Key idea

"Why is training slow?" has a small set of answers. The four candidates: the GPU is waiting for data (data-loading bottleneck), the GPU is waiting for the network (communication bottleneck in distributed), the GPU is doing the wrong thing (small ops, kernel launch overhead), or the model genuinely takes that long (compute-bound). Profile first; optimise the actual bottleneck.

The first question: is your GPU utilisation high (~90%+) or low? nvidia-smi -l 1 tells you. Low util almost always means a CPU bottleneck — data loading is the usual culprit. High util means you're compute-bound; further speedup needs kernel-level or precision changes.
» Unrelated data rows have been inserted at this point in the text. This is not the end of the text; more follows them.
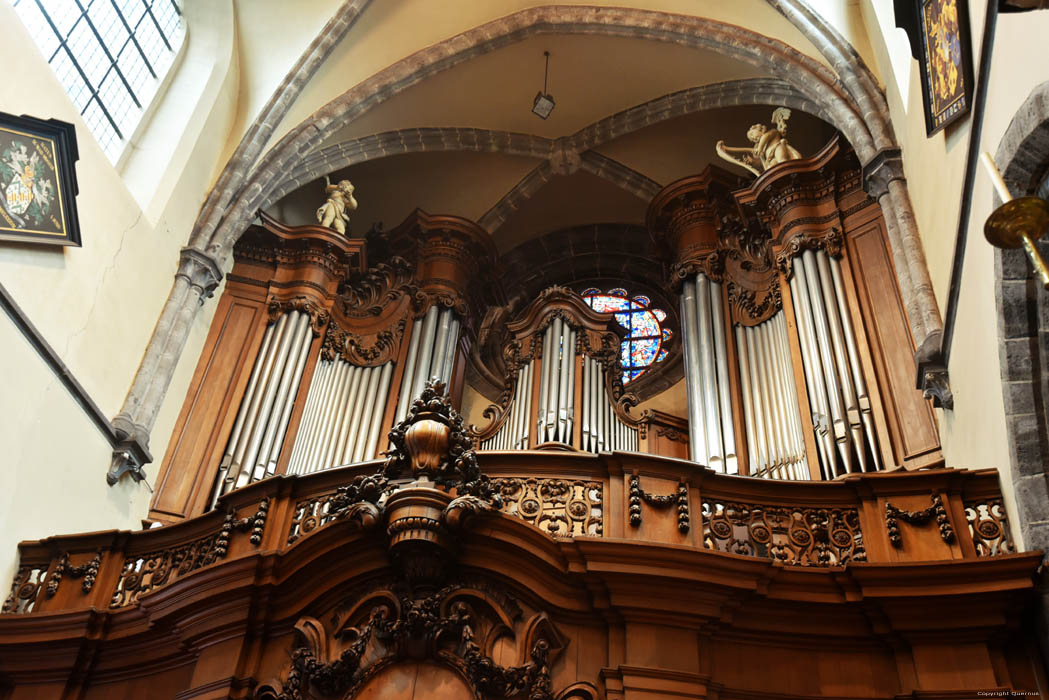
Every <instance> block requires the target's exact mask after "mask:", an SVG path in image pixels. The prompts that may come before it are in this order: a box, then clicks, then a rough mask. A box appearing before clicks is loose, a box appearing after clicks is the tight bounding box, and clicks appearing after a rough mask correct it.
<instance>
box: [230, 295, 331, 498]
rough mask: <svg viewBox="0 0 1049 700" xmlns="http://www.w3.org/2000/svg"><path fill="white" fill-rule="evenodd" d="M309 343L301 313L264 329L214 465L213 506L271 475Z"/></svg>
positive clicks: (287, 418)
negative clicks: (223, 497) (258, 349)
mask: <svg viewBox="0 0 1049 700" xmlns="http://www.w3.org/2000/svg"><path fill="white" fill-rule="evenodd" d="M312 342H313V331H312V328H311V325H309V314H307V313H305V312H302V311H290V312H287V313H284V314H281V315H280V317H279V318H278V319H277V321H276V322H275V323H271V324H270V325H269V326H267V327H266V330H265V332H264V333H263V336H262V343H261V345H260V347H259V354H258V356H257V357H256V360H255V365H254V366H253V367H252V374H251V377H250V378H249V381H248V387H247V388H245V390H244V396H243V399H241V402H240V408H239V409H238V411H237V418H236V421H235V422H234V426H233V431H232V432H231V434H230V440H229V442H228V443H227V447H226V450H224V452H223V454H222V459H221V461H220V464H219V472H218V476H217V484H216V488H215V489H214V491H213V495H212V504H213V505H214V502H215V501H216V500H217V499H218V496H219V495H221V494H222V493H226V492H227V491H230V490H231V489H234V488H238V487H240V486H244V485H245V484H249V483H251V482H253V481H257V480H259V479H264V478H265V476H267V475H271V474H273V473H274V472H275V471H276V466H277V458H278V455H279V454H280V450H281V447H282V446H283V443H284V434H285V432H286V431H287V424H288V422H290V420H291V416H292V408H293V406H294V402H295V396H296V394H297V393H298V387H299V382H300V381H301V379H302V372H303V368H304V366H305V361H306V356H307V355H308V354H309V346H311V344H312Z"/></svg>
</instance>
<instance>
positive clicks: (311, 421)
mask: <svg viewBox="0 0 1049 700" xmlns="http://www.w3.org/2000/svg"><path fill="white" fill-rule="evenodd" d="M392 376H393V363H392V362H385V363H383V364H381V365H377V366H373V367H361V366H358V365H354V364H351V363H349V362H347V361H346V360H345V359H343V358H341V357H337V358H336V359H335V360H325V359H321V360H320V361H319V362H318V363H317V370H316V372H315V373H314V381H313V382H312V383H311V386H309V394H308V396H307V398H306V408H305V410H304V412H303V417H302V422H301V424H300V425H299V433H298V436H297V437H296V441H295V446H294V447H293V449H292V459H291V461H290V462H288V466H287V473H290V474H307V473H311V472H314V471H321V470H323V469H329V468H331V467H337V466H340V465H343V464H354V463H356V462H364V461H367V460H372V459H374V458H376V457H377V450H378V447H379V432H380V430H381V429H382V421H383V412H384V410H385V406H386V401H387V399H388V398H389V388H390V379H391V378H392Z"/></svg>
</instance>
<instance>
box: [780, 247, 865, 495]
mask: <svg viewBox="0 0 1049 700" xmlns="http://www.w3.org/2000/svg"><path fill="white" fill-rule="evenodd" d="M791 294H792V297H793V298H794V300H795V306H794V314H795V317H796V319H797V324H798V330H799V336H800V339H801V341H802V342H801V349H802V357H804V365H805V375H806V386H807V388H808V390H809V400H810V402H811V403H812V404H813V424H814V429H815V431H816V440H817V443H818V444H819V445H820V449H819V459H820V469H821V472H822V473H823V475H825V478H828V479H830V478H833V476H837V475H840V474H844V473H850V472H855V471H870V470H876V469H878V468H879V467H880V463H879V459H878V446H877V441H876V438H875V431H874V421H873V416H872V415H871V401H870V397H869V395H868V390H866V382H865V381H864V379H863V370H862V366H861V364H860V360H859V351H858V347H857V345H856V334H855V331H854V328H853V326H852V321H851V319H850V315H849V307H848V303H847V298H845V295H844V284H843V282H842V279H841V270H840V263H839V262H838V260H835V259H833V258H831V257H830V256H828V255H827V253H826V252H825V251H822V250H818V251H812V250H807V251H805V252H804V253H802V254H801V256H800V259H799V260H796V261H795V264H794V278H793V279H792V280H791ZM817 419H819V424H818V425H817ZM828 420H829V422H830V426H829V427H830V428H831V429H833V434H825V433H830V430H828V429H827V427H825V426H826V425H827V422H828ZM832 438H833V444H832V443H831V439H832ZM835 447H836V449H835Z"/></svg>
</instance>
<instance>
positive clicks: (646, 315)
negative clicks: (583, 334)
mask: <svg viewBox="0 0 1049 700" xmlns="http://www.w3.org/2000/svg"><path fill="white" fill-rule="evenodd" d="M582 297H583V298H584V299H585V300H586V303H588V304H590V305H591V307H592V309H594V310H595V311H599V312H601V313H604V314H615V315H616V320H617V321H618V322H619V324H620V325H622V326H623V327H624V328H626V338H624V339H623V344H622V345H621V347H620V356H619V361H620V363H622V365H623V383H624V384H626V383H628V382H630V381H633V380H635V379H637V378H638V377H640V376H641V375H643V374H644V373H645V370H646V369H648V367H649V366H650V365H651V364H652V363H654V362H662V361H663V360H665V359H666V356H667V349H666V346H667V344H668V343H669V341H670V337H671V336H672V335H673V334H672V333H671V332H670V328H666V327H663V321H664V320H666V312H664V311H663V310H662V309H652V307H651V299H649V298H648V297H646V296H642V295H640V294H639V295H637V296H633V297H631V296H630V295H629V294H628V293H627V291H626V290H624V289H622V288H616V289H612V290H608V291H607V292H602V291H601V290H599V289H596V288H591V289H588V290H583V293H582Z"/></svg>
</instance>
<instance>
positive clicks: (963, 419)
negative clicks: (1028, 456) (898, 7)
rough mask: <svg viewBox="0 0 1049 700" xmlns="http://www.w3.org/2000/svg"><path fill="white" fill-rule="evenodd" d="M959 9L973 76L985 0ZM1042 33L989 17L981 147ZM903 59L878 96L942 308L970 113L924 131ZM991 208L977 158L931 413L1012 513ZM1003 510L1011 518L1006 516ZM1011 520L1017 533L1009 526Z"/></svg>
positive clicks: (947, 458)
mask: <svg viewBox="0 0 1049 700" xmlns="http://www.w3.org/2000/svg"><path fill="white" fill-rule="evenodd" d="M878 3H879V0H864V1H863V5H862V7H861V8H862V10H863V17H864V20H865V21H866V22H868V24H869V26H872V27H873V26H874V25H875V24H877V23H879V22H881V25H880V30H878V31H875V30H873V29H872V31H871V36H872V37H873V42H872V43H873V46H874V49H875V56H876V57H877V60H878V62H879V64H881V66H882V72H883V75H886V73H889V75H891V71H892V70H895V69H899V67H900V65H901V64H902V63H903V62H902V61H900V58H899V51H900V50H908V48H907V46H906V45H905V44H901V42H900V41H899V40H898V38H897V36H896V31H897V30H895V29H893V30H892V31H890V34H889V37H887V38H886V37H885V36H884V34H883V31H884V30H886V29H887V27H886V25H885V23H884V18H883V17H880V16H881V15H883V14H884V13H883V8H881V7H876V5H877V4H878ZM968 9H969V22H970V25H971V34H972V37H971V38H972V55H973V56H972V63H973V66H972V69H973V79H976V76H977V73H978V71H979V66H980V55H979V50H980V46H981V41H982V35H983V21H984V16H985V13H986V1H985V0H970V1H969V3H968ZM891 14H892V13H889V15H890V16H891ZM1046 37H1049V13H1046V12H1035V13H1027V14H1021V15H1000V16H999V20H998V29H997V33H996V42H994V54H993V65H992V73H991V81H990V88H989V91H988V98H987V105H986V110H985V112H984V128H983V131H982V133H981V134H980V139H981V150H986V151H989V152H990V153H992V154H993V153H994V151H996V149H997V148H998V144H999V142H1000V141H1001V137H1002V134H1003V133H1004V132H1005V129H1006V128H1007V127H1008V125H1009V122H1010V120H1011V119H1012V115H1013V113H1014V112H1015V111H1016V109H1018V108H1019V107H1020V105H1021V104H1022V103H1023V101H1024V100H1025V99H1026V98H1027V97H1028V94H1029V93H1030V91H1031V89H1032V88H1033V87H1034V86H1035V85H1039V84H1040V83H1043V82H1045V81H1046V80H1047V79H1049V64H1047V63H1046V61H1045V39H1046ZM906 58H907V61H906V64H907V65H908V66H909V70H911V76H909V80H908V81H900V80H894V81H890V83H889V84H887V85H886V97H887V99H889V107H890V111H891V112H892V115H893V122H894V125H895V128H896V134H897V137H898V140H899V142H900V145H901V147H902V149H903V161H904V168H905V170H906V175H907V186H908V188H909V190H911V197H912V200H913V204H914V208H915V213H916V216H917V220H918V227H919V230H920V232H921V237H922V241H923V243H924V247H925V255H926V259H927V261H928V267H929V274H930V276H932V278H933V282H934V285H935V289H936V294H937V298H938V300H939V302H940V306H941V311H943V312H945V311H946V298H947V288H948V284H949V279H950V268H951V263H952V257H954V255H955V240H956V236H957V232H958V217H959V210H960V203H961V195H962V184H963V179H964V175H965V161H966V150H967V148H968V139H969V132H970V123H971V122H970V118H966V119H965V120H964V121H963V123H962V124H960V125H958V126H956V127H948V128H947V129H946V130H945V131H941V132H940V133H938V134H935V135H934V136H932V137H926V136H925V126H924V118H923V116H922V101H921V83H920V75H919V71H918V62H917V61H915V60H913V59H911V57H909V55H907V57H906ZM902 85H906V87H907V93H906V94H901V91H900V90H901V86H902ZM991 209H992V194H991V186H990V183H989V179H988V178H987V175H986V173H985V172H984V171H983V168H982V167H981V169H980V170H979V171H978V172H977V177H976V183H975V189H973V195H972V209H971V214H970V217H969V221H968V232H967V243H966V249H965V266H964V269H963V274H962V284H961V296H960V299H959V306H958V318H957V326H956V328H955V337H954V345H952V348H951V356H950V366H949V367H948V370H949V375H950V384H951V389H952V390H954V394H955V409H954V411H942V410H941V411H937V412H938V415H939V417H940V428H941V440H942V442H943V454H944V459H945V461H946V464H947V465H948V466H950V467H959V468H962V467H964V468H986V467H994V468H997V469H999V471H1000V474H1001V481H1002V490H1003V493H1004V494H1005V500H1006V506H1007V508H1008V510H1009V512H1010V513H1012V514H1014V513H1015V509H1014V502H1013V501H1014V500H1013V496H1012V483H1011V473H1010V467H1009V460H1010V457H1009V443H1008V437H1007V433H1006V423H1005V407H1004V402H1003V398H1002V380H1001V372H1002V367H1001V362H1000V359H999V348H998V309H997V306H996V301H994V283H996V280H994V251H993V249H992V248H991V247H990V246H989V245H988V243H987V242H986V240H985V239H984V237H983V225H984V221H986V219H987V216H988V215H989V214H990V212H991ZM1012 519H1013V526H1015V517H1014V516H1013V517H1012ZM1013 529H1014V534H1015V535H1019V531H1016V530H1018V529H1016V528H1015V527H1014V528H1013ZM1018 542H1019V537H1018Z"/></svg>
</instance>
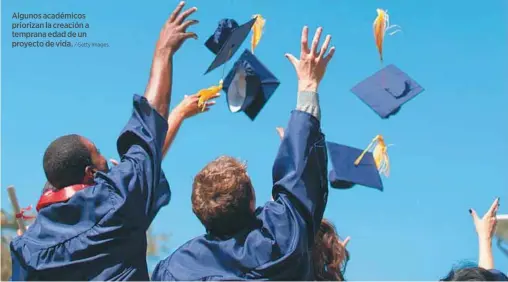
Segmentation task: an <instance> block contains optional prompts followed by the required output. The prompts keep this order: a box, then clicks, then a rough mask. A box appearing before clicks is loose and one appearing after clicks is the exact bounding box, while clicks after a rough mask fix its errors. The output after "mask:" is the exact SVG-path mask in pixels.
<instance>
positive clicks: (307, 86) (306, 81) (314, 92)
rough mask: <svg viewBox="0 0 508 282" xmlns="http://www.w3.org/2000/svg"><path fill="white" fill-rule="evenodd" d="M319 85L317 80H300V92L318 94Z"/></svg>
mask: <svg viewBox="0 0 508 282" xmlns="http://www.w3.org/2000/svg"><path fill="white" fill-rule="evenodd" d="M318 86H319V83H318V82H317V81H315V80H299V81H298V92H314V93H317V92H318Z"/></svg>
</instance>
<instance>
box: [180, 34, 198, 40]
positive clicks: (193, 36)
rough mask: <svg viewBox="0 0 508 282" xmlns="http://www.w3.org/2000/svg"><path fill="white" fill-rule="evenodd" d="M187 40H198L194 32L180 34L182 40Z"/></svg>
mask: <svg viewBox="0 0 508 282" xmlns="http://www.w3.org/2000/svg"><path fill="white" fill-rule="evenodd" d="M189 38H194V39H198V36H197V35H196V34H195V33H194V32H186V33H184V34H182V39H183V40H187V39H189Z"/></svg>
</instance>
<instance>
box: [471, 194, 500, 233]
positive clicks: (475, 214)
mask: <svg viewBox="0 0 508 282" xmlns="http://www.w3.org/2000/svg"><path fill="white" fill-rule="evenodd" d="M498 207H499V198H496V199H495V200H494V203H492V206H491V207H490V209H489V210H488V211H487V213H485V215H484V216H483V217H482V218H479V217H478V215H477V214H476V211H475V210H473V209H470V210H469V213H471V216H472V217H473V222H474V225H475V228H476V233H478V238H479V239H487V240H492V236H493V235H494V231H495V229H496V223H497V220H496V213H497V209H498Z"/></svg>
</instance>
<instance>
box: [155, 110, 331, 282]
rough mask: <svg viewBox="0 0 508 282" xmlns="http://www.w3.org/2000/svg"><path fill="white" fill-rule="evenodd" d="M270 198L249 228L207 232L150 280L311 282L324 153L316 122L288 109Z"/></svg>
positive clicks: (171, 258)
mask: <svg viewBox="0 0 508 282" xmlns="http://www.w3.org/2000/svg"><path fill="white" fill-rule="evenodd" d="M273 181H274V185H273V191H272V193H273V197H274V201H270V202H267V203H266V204H265V205H264V206H263V207H260V208H258V209H257V211H256V214H255V219H254V220H253V224H252V225H251V227H249V228H246V229H244V230H242V231H240V232H238V233H237V234H235V235H234V236H231V237H230V238H216V237H213V236H212V235H211V234H207V235H203V236H199V237H197V238H194V239H192V240H191V241H189V242H187V243H185V244H184V245H183V246H181V247H180V248H179V249H178V250H176V251H175V252H174V253H173V254H172V255H171V256H169V257H168V258H166V259H164V260H163V261H161V262H159V264H158V265H157V267H156V268H155V270H154V272H153V274H152V280H246V279H252V280H265V279H269V280H313V279H314V275H313V268H312V267H313V266H312V261H311V254H310V248H311V247H312V246H313V242H314V234H315V232H316V231H317V229H318V228H319V226H320V223H321V219H322V217H323V212H324V209H325V206H326V202H327V198H328V182H327V181H328V179H327V154H326V145H325V138H324V135H323V134H322V133H321V131H320V123H319V121H318V120H317V119H316V118H315V117H313V116H311V115H309V114H307V113H305V112H301V111H293V112H292V114H291V119H290V121H289V125H288V127H287V129H286V133H285V137H284V139H283V140H282V142H281V145H280V149H279V152H278V155H277V157H276V159H275V163H274V166H273Z"/></svg>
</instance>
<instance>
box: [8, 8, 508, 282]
mask: <svg viewBox="0 0 508 282" xmlns="http://www.w3.org/2000/svg"><path fill="white" fill-rule="evenodd" d="M313 3H314V4H311V2H310V1H303V0H298V1H292V2H289V1H268V0H257V1H239V0H223V1H204V0H201V1H188V6H189V7H190V6H191V5H196V6H198V12H197V13H196V14H195V16H194V17H195V18H196V19H199V20H200V24H199V25H198V26H195V27H193V28H192V29H193V30H194V31H195V32H196V33H197V34H198V35H199V40H197V41H189V42H187V43H185V45H184V46H183V47H182V49H181V50H180V51H179V52H178V53H177V55H176V56H175V59H174V78H173V82H174V88H173V101H172V106H175V105H176V104H177V103H178V102H179V101H180V100H181V99H182V98H183V95H184V94H192V93H195V92H196V91H197V90H199V89H200V88H204V87H208V86H210V85H212V84H214V83H216V82H217V81H218V80H219V79H220V78H221V77H220V76H221V73H222V69H221V68H219V69H218V70H216V71H214V72H212V73H210V74H208V75H206V76H203V73H204V71H205V70H206V68H207V67H208V65H209V64H210V63H211V61H212V60H213V54H212V53H211V52H209V51H208V50H207V49H206V48H205V47H204V41H205V40H206V39H207V38H208V36H209V35H210V34H211V33H212V32H213V31H214V30H215V28H216V25H217V22H218V21H219V20H220V19H222V18H226V17H228V18H234V19H236V20H237V21H238V22H240V23H243V22H246V21H248V20H249V19H250V17H251V16H252V15H253V14H257V13H260V14H262V15H263V16H264V17H265V18H266V26H265V33H264V36H263V38H262V39H261V42H260V44H259V46H258V48H257V49H256V56H257V57H258V58H259V59H260V60H261V61H262V62H263V63H264V64H265V65H266V66H267V67H269V68H270V69H271V70H272V72H273V73H274V74H275V75H276V76H277V77H278V78H279V79H280V81H281V85H280V87H279V89H278V90H277V91H276V92H275V94H274V96H273V97H272V98H271V100H270V102H269V103H268V104H267V106H266V107H265V108H264V109H263V111H262V112H261V114H260V115H259V116H258V117H257V119H256V120H255V122H251V121H250V120H249V119H248V118H247V116H245V115H244V114H243V113H238V114H233V113H230V112H229V111H228V109H227V106H226V101H225V95H223V97H221V98H220V99H219V100H218V105H217V106H215V108H213V110H212V111H210V112H209V113H206V114H203V115H200V116H198V117H195V118H192V119H189V120H187V121H185V123H184V124H183V127H182V128H181V130H180V132H179V135H178V136H177V138H176V140H175V142H174V144H173V147H172V148H171V150H170V152H169V153H168V155H167V157H166V159H165V161H164V163H163V168H164V171H165V172H166V175H167V177H168V178H169V181H170V185H171V188H172V192H173V198H172V201H171V203H170V205H169V206H168V207H166V208H164V209H163V210H162V211H161V212H160V214H159V215H158V217H157V219H156V221H155V231H156V232H167V233H171V235H172V236H171V240H170V242H169V247H171V248H175V247H178V246H179V245H180V244H182V243H184V242H185V241H187V240H188V239H191V238H192V237H194V236H197V235H199V234H201V233H202V232H203V231H204V230H203V228H202V227H201V225H200V223H199V221H198V220H197V219H196V218H195V216H194V215H193V213H192V211H191V204H190V194H191V184H192V179H193V176H194V175H195V174H196V173H197V172H198V171H199V170H200V169H201V168H202V167H203V166H204V165H205V164H206V163H207V162H209V161H211V160H213V159H214V158H215V157H217V156H219V155H223V154H226V155H231V156H235V157H238V158H240V159H242V160H246V161H247V162H248V166H249V173H250V175H251V177H252V180H253V183H254V185H255V188H256V191H257V195H258V204H262V203H263V202H264V201H266V200H269V198H270V189H271V165H272V162H273V159H274V157H275V154H276V151H277V148H278V144H279V139H278V137H277V134H276V131H275V127H276V126H281V125H285V124H286V123H287V120H288V117H289V113H290V111H291V110H292V109H293V108H294V106H295V103H296V75H295V73H294V70H293V68H292V66H291V65H290V63H289V62H287V60H286V59H285V58H284V56H283V55H284V53H285V52H292V53H293V54H295V55H298V52H299V39H300V32H301V27H302V26H303V25H305V24H307V25H309V27H310V32H311V33H313V32H314V30H315V28H317V27H318V26H323V27H324V32H325V33H330V34H331V35H332V36H333V38H332V44H333V45H334V46H336V48H337V52H336V53H335V57H334V59H333V60H332V62H331V63H330V65H329V68H328V71H327V73H326V76H325V78H324V80H323V82H322V84H321V87H320V97H321V105H322V114H323V118H322V127H323V130H324V132H325V133H326V137H327V139H328V140H329V141H333V142H338V143H342V144H346V145H350V146H356V147H360V148H361V147H364V146H366V145H367V144H368V142H369V141H370V140H371V138H372V137H374V136H375V135H376V134H383V135H384V136H385V139H386V140H387V142H388V143H393V144H395V145H396V146H394V147H390V151H389V154H390V158H391V162H392V173H391V176H390V178H388V179H384V184H385V192H382V193H381V192H378V191H376V190H373V189H369V188H364V187H355V188H354V189H351V190H347V191H338V190H332V191H331V193H330V198H329V202H328V207H327V210H326V213H325V216H326V217H327V218H329V219H331V220H332V221H333V222H334V223H335V224H336V226H337V229H338V231H339V233H340V234H341V235H343V236H347V235H349V236H351V237H352V239H351V242H350V244H349V250H350V252H351V254H352V259H351V261H350V263H349V265H348V270H347V273H346V277H347V278H348V279H350V280H359V279H363V280H387V279H390V280H425V279H427V280H428V279H438V278H439V277H441V276H443V275H445V274H446V272H447V271H448V270H449V269H450V267H451V266H452V265H453V264H455V263H458V262H460V261H461V260H464V259H471V260H475V259H476V258H477V250H478V249H477V243H476V234H475V231H474V227H473V224H472V220H471V218H470V215H469V213H468V209H469V208H471V207H472V208H475V209H477V211H478V212H479V213H483V212H485V211H486V210H487V208H488V207H489V206H490V204H491V203H492V201H493V200H494V198H495V197H496V196H500V197H501V206H500V210H499V213H508V209H507V208H506V204H504V203H506V200H504V201H503V198H508V197H507V196H508V177H507V175H508V174H507V173H506V171H507V170H508V164H507V162H506V161H505V159H504V158H505V157H506V156H507V153H508V146H507V145H506V144H507V142H506V140H507V138H508V132H507V127H506V121H507V120H508V113H507V111H506V105H507V104H508V95H507V93H508V87H507V86H508V85H507V82H506V78H507V77H508V69H507V68H506V66H507V65H508V55H507V53H506V50H508V37H507V34H508V23H507V19H508V17H507V16H508V4H507V2H506V1H503V0H490V1H460V2H459V1H439V0H426V1H388V0H387V1H370V0H369V1H367V0H364V1H352V0H349V1H332V0H327V1H325V0H322V1H313ZM176 4H177V1H173V0H171V1H168V0H164V1H161V0H157V1H121V2H120V1H98V0H89V1H64V0H52V1H36V0H24V1H13V0H6V1H2V45H1V46H2V86H1V87H2V89H1V90H2V107H1V110H2V111H1V118H2V124H1V125H2V130H1V137H2V140H1V141H2V147H1V149H2V154H1V161H2V168H1V176H2V179H1V187H2V193H1V195H2V201H1V203H2V206H3V207H5V206H7V205H8V204H9V202H8V198H7V193H6V187H7V186H8V185H11V184H14V185H15V186H16V187H17V191H18V197H19V198H20V201H21V204H22V205H23V206H27V205H29V204H34V205H35V203H36V202H37V199H38V197H39V193H40V191H41V189H42V187H43V185H44V182H45V176H44V172H43V169H42V156H43V153H44V150H45V149H46V147H47V146H48V145H49V143H50V142H51V141H52V140H54V139H55V138H57V137H58V136H61V135H64V134H69V133H78V134H81V135H84V136H86V137H88V138H90V139H91V140H93V141H94V142H95V143H96V145H97V146H98V147H99V148H100V149H101V151H102V153H103V154H104V155H106V157H113V158H118V156H117V153H116V148H115V144H116V138H117V135H118V134H119V132H120V130H121V129H122V127H123V126H124V124H125V122H126V121H127V119H128V117H129V114H130V112H131V105H132V100H131V98H132V94H134V93H140V94H142V93H143V91H144V89H145V85H146V82H147V79H148V74H149V68H150V64H151V56H152V53H153V50H154V44H155V41H156V39H157V37H158V33H159V30H160V28H161V26H162V24H163V23H164V21H165V20H166V17H167V16H168V15H169V13H170V12H171V11H172V10H173V8H174V7H175V5H176ZM376 8H384V9H388V10H389V12H390V15H391V21H392V23H393V24H399V25H401V26H402V29H403V33H398V34H396V35H394V36H391V37H388V38H387V39H386V41H385V52H384V54H385V55H384V58H385V62H386V63H387V64H388V63H393V64H395V65H397V66H398V67H399V68H401V69H402V70H404V71H405V72H407V73H408V74H409V75H411V76H412V77H413V78H414V79H415V80H416V81H417V82H419V83H420V84H421V85H423V87H424V88H425V89H426V91H425V92H424V93H422V94H421V95H420V96H418V97H417V98H415V99H414V100H412V101H410V102H409V103H408V104H406V105H405V106H404V107H403V108H402V110H401V111H400V112H399V114H398V115H396V116H394V117H392V118H390V119H388V120H381V119H380V118H379V117H378V116H377V115H376V114H375V113H374V112H373V111H372V110H371V109H370V108H368V107H367V106H365V105H364V104H363V103H362V102H361V101H360V100H359V99H358V98H357V97H356V96H355V95H353V94H352V93H351V92H350V91H349V89H351V87H353V86H354V85H355V84H356V83H357V82H359V81H361V80H362V79H364V78H365V77H367V76H370V75H371V74H372V73H374V72H375V71H377V70H379V68H380V63H379V60H378V55H377V51H376V48H375V46H374V40H373V36H372V21H373V20H374V18H375V17H376ZM13 12H23V13H31V12H32V13H34V12H35V13H42V12H47V13H55V12H74V13H86V14H87V22H88V23H89V24H90V26H91V27H90V29H89V30H88V33H89V37H88V38H87V39H86V41H88V42H107V43H109V45H110V47H109V48H104V49H95V48H90V49H85V48H73V49H61V48H52V49H46V48H41V49H12V48H11V42H12V37H11V24H12V21H13V20H12V19H11V17H12V13H13ZM249 41H250V39H249V40H247V41H246V42H245V45H244V47H245V48H249V46H250V44H249ZM242 49H243V48H242ZM241 51H242V50H240V51H239V52H238V53H237V55H236V56H235V57H234V58H233V60H234V59H236V58H237V57H238V56H239V54H240V53H241ZM231 65H232V62H231V63H229V64H228V66H227V68H230V67H231ZM503 202H504V203H503ZM494 252H495V254H494V255H495V259H496V266H497V267H498V268H499V269H501V270H503V271H504V272H507V271H508V259H507V258H506V257H503V255H502V253H501V252H499V251H498V250H497V249H495V251H494Z"/></svg>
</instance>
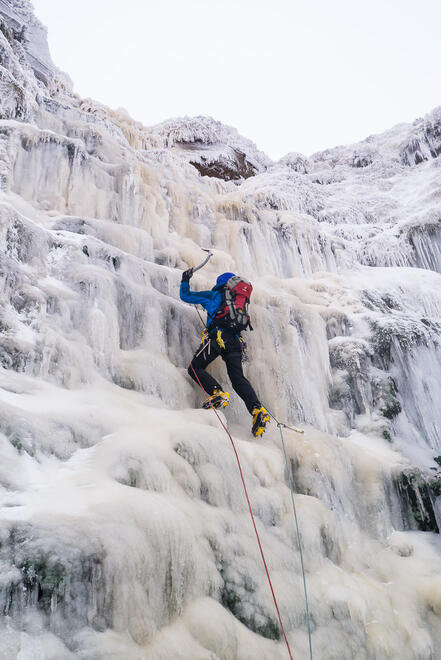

The standard tools. nvidia-smi for utilisation. PyTorch profiler for op-level timing. cProfile for Python-side. py-spy for sampling without restart. Chrome trace viewer for everything.

The 4 bottlenecks

  • Data loader: GPU idle, CPU pegged. Fix: more num_workers, prefetching, faster format (Parquet, WebDataset)
  • Communication: small bursts of GPU activity, gaps between. Fix: gradient accumulation, gradient bucketing, faster interconnect
  • Small ops: kernel launch overhead dominates. Fix: torch.compile, kernel fusion, larger batches
  • Genuine compute: GPU pinned, no idle. Fix: mixed precision, more efficient architecture, more / better hardware

Common mistakes

  • Optimising before profiling
  • Trusting wall-clock without isolating the cause
  • Profiling on the warm-up step (cudaMalloc dominates)
  • Forgetting to torch.cuda.synchronize() before timing
import torch
from torch.profiler import profile, ProfilerActivity

# PyTorch profiler — both CPU and CUDA, with shape info
with profile(
    activities=[ProfilerActivity.CPU, ProfilerActivity.CUDA],
    record_shapes=True,
    profile_memory=True,
) as prof:
    for step in range(5):
        train_one_step()

# Top operators by GPU time
print(prof.key_averages().table(sort_by="cuda_time_total", row_limit=20))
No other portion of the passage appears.